Problems

Michelle and Mondo play the following game, with Michelle going first. They start with a regular polygon, and take it in turns to move. A move is to pick two non-adjacent points in one polygon, connect them, and split that polygon into two new polygons. A player wins if their opponent cannot move - which happens if there are only triangles left. See the diagram below for an example game with a pentagon. Prove that Michelle has the winning strategy if they start with a decagon (\(10\)-sided polygon).

One square is coloured red at random on an \(8\times8\) grid. Show that no matter where this red square is, you can cover the remaining \(63\) squares with \(21\) ‘L’ triominoes, with no gaps or overlaps.

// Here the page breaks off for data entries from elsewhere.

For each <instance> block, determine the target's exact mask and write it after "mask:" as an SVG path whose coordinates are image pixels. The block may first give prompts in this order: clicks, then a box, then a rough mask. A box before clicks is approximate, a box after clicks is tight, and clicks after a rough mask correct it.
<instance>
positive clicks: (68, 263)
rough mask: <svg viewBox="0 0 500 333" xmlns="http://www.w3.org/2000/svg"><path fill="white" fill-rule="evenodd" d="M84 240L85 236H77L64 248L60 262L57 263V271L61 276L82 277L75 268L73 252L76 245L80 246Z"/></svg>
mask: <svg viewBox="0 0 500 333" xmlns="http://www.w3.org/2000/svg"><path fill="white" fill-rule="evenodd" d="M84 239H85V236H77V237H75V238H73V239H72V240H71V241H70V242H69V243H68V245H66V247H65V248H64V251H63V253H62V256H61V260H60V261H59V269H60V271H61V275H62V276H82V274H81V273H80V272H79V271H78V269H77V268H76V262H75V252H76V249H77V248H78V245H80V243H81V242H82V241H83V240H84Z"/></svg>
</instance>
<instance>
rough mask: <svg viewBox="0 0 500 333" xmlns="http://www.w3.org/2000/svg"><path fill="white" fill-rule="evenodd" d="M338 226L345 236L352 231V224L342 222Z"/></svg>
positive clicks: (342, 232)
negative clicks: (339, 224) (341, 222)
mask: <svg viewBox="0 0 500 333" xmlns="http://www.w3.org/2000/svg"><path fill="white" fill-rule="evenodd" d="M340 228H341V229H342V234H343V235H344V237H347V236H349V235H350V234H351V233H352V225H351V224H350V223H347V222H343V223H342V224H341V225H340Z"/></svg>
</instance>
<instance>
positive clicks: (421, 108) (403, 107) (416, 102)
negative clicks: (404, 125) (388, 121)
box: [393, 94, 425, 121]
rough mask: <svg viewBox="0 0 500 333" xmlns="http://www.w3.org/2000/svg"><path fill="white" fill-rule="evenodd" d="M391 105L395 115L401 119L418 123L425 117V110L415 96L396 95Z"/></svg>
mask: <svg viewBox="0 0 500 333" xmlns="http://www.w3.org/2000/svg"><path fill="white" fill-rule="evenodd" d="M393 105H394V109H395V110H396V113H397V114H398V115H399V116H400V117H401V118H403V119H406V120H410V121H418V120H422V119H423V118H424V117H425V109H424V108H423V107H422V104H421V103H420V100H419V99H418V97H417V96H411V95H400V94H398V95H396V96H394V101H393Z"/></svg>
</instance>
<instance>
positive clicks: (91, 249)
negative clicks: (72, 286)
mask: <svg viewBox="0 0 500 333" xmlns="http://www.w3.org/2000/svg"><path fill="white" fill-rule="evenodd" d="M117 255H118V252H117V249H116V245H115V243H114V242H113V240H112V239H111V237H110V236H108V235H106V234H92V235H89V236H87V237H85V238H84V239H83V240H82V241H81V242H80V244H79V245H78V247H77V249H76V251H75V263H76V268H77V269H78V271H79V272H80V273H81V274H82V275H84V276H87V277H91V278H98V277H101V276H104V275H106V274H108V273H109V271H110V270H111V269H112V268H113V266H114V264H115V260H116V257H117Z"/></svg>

Let \(n\) be a positive integer. Show that \(1+3+3^2+...+3^{n-1}+3^n=\frac{3^{n+1}-1}{2}\).

Show that all integers greater than or equal to \(8\) can be written as a sum of some \(3\)s and \(5\)s. e.g. \(11=3+3+5\). Note that there’s no way to write \(7\) in such a way.

What’s \(R(1,k)\)?

Find a formula for \(R(2,k)\), where \(k\) is a natural number.

Show that \(R(4,3)\ge9\). That is, there exists a way of colouring the edges of \(K_8\) with no red \(K_4\), nor any blue \(K_3\).

Show that \(R(4,4)\ge18\) - that is, there’s a way of colouring the edges of \(K_{17}\) such that there’s no monochromatic \(K_4\).

Show that \(R(4,3)\le9\). That is, no matter how you colour the edge of \(K_9\), there must be a red \(K_4\) or a blue \(K_3\).

Show that \(R(4,4)\le18\) - that is, no matter how you colour the edges of \(K_{18}\), there must be a monochromatic \(K_4\).